Às vezes, acreditamos que o mundo da pornografia é um universo paralelo. Podemos seguir atrizes no Instagram, observar suas vidas no Snapchat e até enviar mensagens para elas no Twitter, mas fazemos isso com poucas e, inclusive, são poucas as pessoas que sequer sabem os nomes das atrizes pelas quais dedicam minutos intensos de seus dias.
Por quanto tempo aquela atriz – que não te conquistou o suficiente para você lembrar o nome ou procurá-la no Instagram – ficou na indústria? Como ela foi parar lá, como a vida dela seguiu depois de largar o pornô, como ela é tratada na rua e como foi tratada pelos estúdios?
Caso você se interesse pelo menos um pouco pelo segmento para já ter visto entrevistas com as maiores atrizes e produtores, já deve ter ouvido falar sobre empoderamento da mulher nesse segmento, sobre o intenso trabalho de auto-confiança e descoberta sexual na rotina de várias delas. Muitas, inclusive, ressaltam como elas mudaram de vida, como aprenderam a se amar mais e explorar seu corpo de formas diferentes com a segurança de uma indústria para ampará-la.

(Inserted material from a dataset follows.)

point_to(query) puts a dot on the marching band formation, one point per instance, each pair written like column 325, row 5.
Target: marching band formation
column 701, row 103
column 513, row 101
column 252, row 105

Mas e as desconhecidas? As atrizes cujo nome você esqueceu? As atrizes sem os devidos créditos nos sites de streaming, sem stand em feiras de pornografia, sem livros nas livrarias?
Você já parou para pensar nelas? Será que elas entram no ramo por primeira escolha, será que são bem tratadas, será que seus desejos são considerados? Será que seus corpos são respeitados? Será que isso te interessa ou você só quer gozar? Afinal, ninguém exigiu que elas estivessem ali. Trabalham com pornografia porque gostam. Não é?
Bom, as atrizes cujos nomes são reconhecidos, os rostos são valorizados além dos corpos e a carreira foi incentivada pelos estúdios, sim. Elas alcançaram o sucesso e são felizes. Na maioria das vezes, batem palmas para a indústria, admiram os estúdios, elogiam os produtores. Sim, elas tiveram experiências maravilhosas pois viraram estrelas. Mas e os corpos bonitos banais? Os peitos e bundas que, para muitos, são apenas peitos e bundas sem uma personagem por trás capaz de atrair fãs?
O documentário Hot Girls Wanted, já lançado na Netflix, expõe e analisa a indústria do pornô amador, os efeitos da sedução e da exploração da vida de jovens atrizes e as promessas feitas por produtores – igualmente amadores – sobre o futuro.
Cruel e dolorosa – pois você certamente já ignorou esses rostos, avaliou apenas seus corpos e, depois de cinco minutos, fechou a aba, os esqueceu – a exposição dessas garotas analisadas no documentário é quase indigesta.
A proposta dessa nova indústria é explorar o realismo, aquela velha história da “girl next door” elevada ao último patamar.
Os recrutadores não trabalham apenas com a sedução financeira, já que muitas garotas provém de famílias com uma boa qualidade de vida. Eles trabalham com o aspecto psicológico de emancipação feminina: “Você tem o poder” ou “Você é dona do seu próprio corpo”. Será mesmo?
As diretoras Jill Bauer e Ronna Gradus não trabalham com um tom moralista. Pelo contrário, elas usam a câmera para observar como funciona o recrutamento e, então, deixam o espectador decidir.
A crítica ao moralismo, inclusive, é realçada em uma das cenas onde uma das novas atrizes do pornô amador nos leva para sua festa de noivado: repleta de piadinhas e outros constrangimentos impostos pelos amigos, demonstrando claramente a hipocrisia de um grupo que consome pornô em larga escala, mas que trata o tema abertamente de maneira preconceituosa e superficial.
Depois do glamour, as garotas encaram o lado cruel daquele caminho. Doenças, degradação moral, práticas violentas e humilhantes cuja escolha das garotas em fazer parte é manipulada pelos produtores ou atores na mesma cena. Muitas vezes, aliás, suas vozes são ignoradas.
Essas garotas, cujo nome de estrela não chegou aos holofotes, cuja carreira não transcendeu o pornô, são descartadas. Como é ressaltado por um ator: “Elas têm, com sorte, um ano de ´vida útil´ na indústria”.
Assistir esse documentário é uma experiência dolorosa mas necessária. Entender e analisar comportamentos é uma atitude que todo ser humano deveria exercer para estudar o mundo em que vive.
Mas se você não se interessar, tudo bem. Fechar os olhos é uma atitude tão fácil quanto fechar a aba do navegador e lavar as mãos.